Size is a function of your budget, available space, and the shed’s purpose. You will need to strike a balance so that you don’t end up adding new storage, only to have it fall short of accommodating what it should. On the other hand, additional square footage is going to add to your budget. Finally, consider the available space in your yard and how much you are willing to give up to accommodate your shed.
The cost of building a shed can vary widely. The more elaborate your design and the larger your building, the more you can expect to spend. The cost of construction is also dependent upon the materials chosen. If you want your shed to last for many years to come, you may have to spend more on materials upfront to ensure your shed can weather the elements long term.
In addition to materials, you might have the added expense of tools, permit costs, and, if necessary, hired labor or the help of a professional. Sheds can vary in price from a few hundred to several thousand, so be sure your concept fits your budget.
Once you’ve figured out your shed’s function, it’s time to determine the location. Look at the available space in your yard, then think about how you want to use your shed. While the shed may seem less obtrusive if it’s in a back corner, it may spell inconvenience for someone using it on a daily basis and possibly more costly for installing power.
You’ll also want to check the proposed build site for debris such as wires, tree branches, and anything else that might interfere with the building process. While the site doesn’t need to be completely flat, look for an area that appears that way. Avoid low spots, for obvious reasons.
Just as you looked into what codes apply to your shed, you’ll also want to determine what permits may be required once you’ve settled on a design and location. This is an important step to take before you break ground. One of the easiest ways to start figuring out what permits are necessary for your area is to use an online shed permit search tool. In some areas, a building permit is required for any freestanding structure, but in other areas, permits are only required for structures larger than a certain size.
Not all sheds require power. If you’re primarily using the shed for storage and don’t expect to need to access the items at night, you should be able to get by with just natural light from the door or window, particularly if your shed isn’t that large.
On the other hand, if you plan to spend time in the shed by using it as a home office or hobby shop or entertainment space, you’re going to need power.
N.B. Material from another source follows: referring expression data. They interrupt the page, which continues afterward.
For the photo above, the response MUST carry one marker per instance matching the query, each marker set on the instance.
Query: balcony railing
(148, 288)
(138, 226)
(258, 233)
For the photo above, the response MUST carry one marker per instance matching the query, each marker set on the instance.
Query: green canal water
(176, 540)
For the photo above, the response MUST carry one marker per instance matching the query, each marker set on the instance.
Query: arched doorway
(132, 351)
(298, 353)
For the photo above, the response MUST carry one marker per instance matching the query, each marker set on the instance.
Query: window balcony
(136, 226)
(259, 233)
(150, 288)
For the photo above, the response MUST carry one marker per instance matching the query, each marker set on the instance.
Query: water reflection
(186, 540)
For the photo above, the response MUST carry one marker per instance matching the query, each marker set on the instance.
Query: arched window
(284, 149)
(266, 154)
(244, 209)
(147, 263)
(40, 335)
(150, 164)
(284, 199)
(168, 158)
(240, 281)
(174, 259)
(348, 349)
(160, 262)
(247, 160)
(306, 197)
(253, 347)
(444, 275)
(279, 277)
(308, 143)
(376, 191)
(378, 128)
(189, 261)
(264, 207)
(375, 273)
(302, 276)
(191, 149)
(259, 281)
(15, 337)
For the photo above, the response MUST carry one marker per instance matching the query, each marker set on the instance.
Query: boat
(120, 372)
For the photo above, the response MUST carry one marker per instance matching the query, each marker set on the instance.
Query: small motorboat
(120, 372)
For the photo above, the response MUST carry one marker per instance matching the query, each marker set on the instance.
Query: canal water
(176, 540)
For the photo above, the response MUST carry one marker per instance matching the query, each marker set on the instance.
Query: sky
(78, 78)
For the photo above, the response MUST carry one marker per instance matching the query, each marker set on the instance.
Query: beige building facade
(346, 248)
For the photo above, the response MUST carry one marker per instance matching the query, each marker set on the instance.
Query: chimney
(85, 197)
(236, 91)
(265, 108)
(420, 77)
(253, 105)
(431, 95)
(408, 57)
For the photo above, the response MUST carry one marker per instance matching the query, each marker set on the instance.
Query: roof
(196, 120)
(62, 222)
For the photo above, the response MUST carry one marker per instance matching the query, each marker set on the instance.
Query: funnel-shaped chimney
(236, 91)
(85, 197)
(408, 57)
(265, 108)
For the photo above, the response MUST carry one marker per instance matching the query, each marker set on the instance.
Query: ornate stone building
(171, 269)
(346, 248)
For budget and planning purposes, it’s helpful to speak with an electrician before you start your project. Not only will this provide you with more accurate numbers for budgeting purposes, but you may get some tips on the location that end up saving you a few dollars.
As you think about design, you’ll want to determine what special features your shed will have, such as windows, shelving, ramp, and type of door. Check out this fully equipped shed plan if you want a complete look. Windows can add cost, but also allow for natural light and ventilation, depending on your shed’s purpose. Here is a good
Of course, you’ll need a door. But, do you need a simple utility door or a double door that enables you to store larger items like lawnmowers, utility carts, or a motorcycle? If you need a double door, will it be hinged or sliding?
The same holds true when you decide if your shed needs a ramp or just some steps. If you are going to store equipment like a mower or bike, you’ll want to install a ramp. But, if the primary purpose is extending your living space, steps should do.
Building a backyard shed is a great way to add some storage or living space to your home. But, before you ever break ground, it’s a good idea to get the preliminary steps out of the way to avoid wasting time and resources.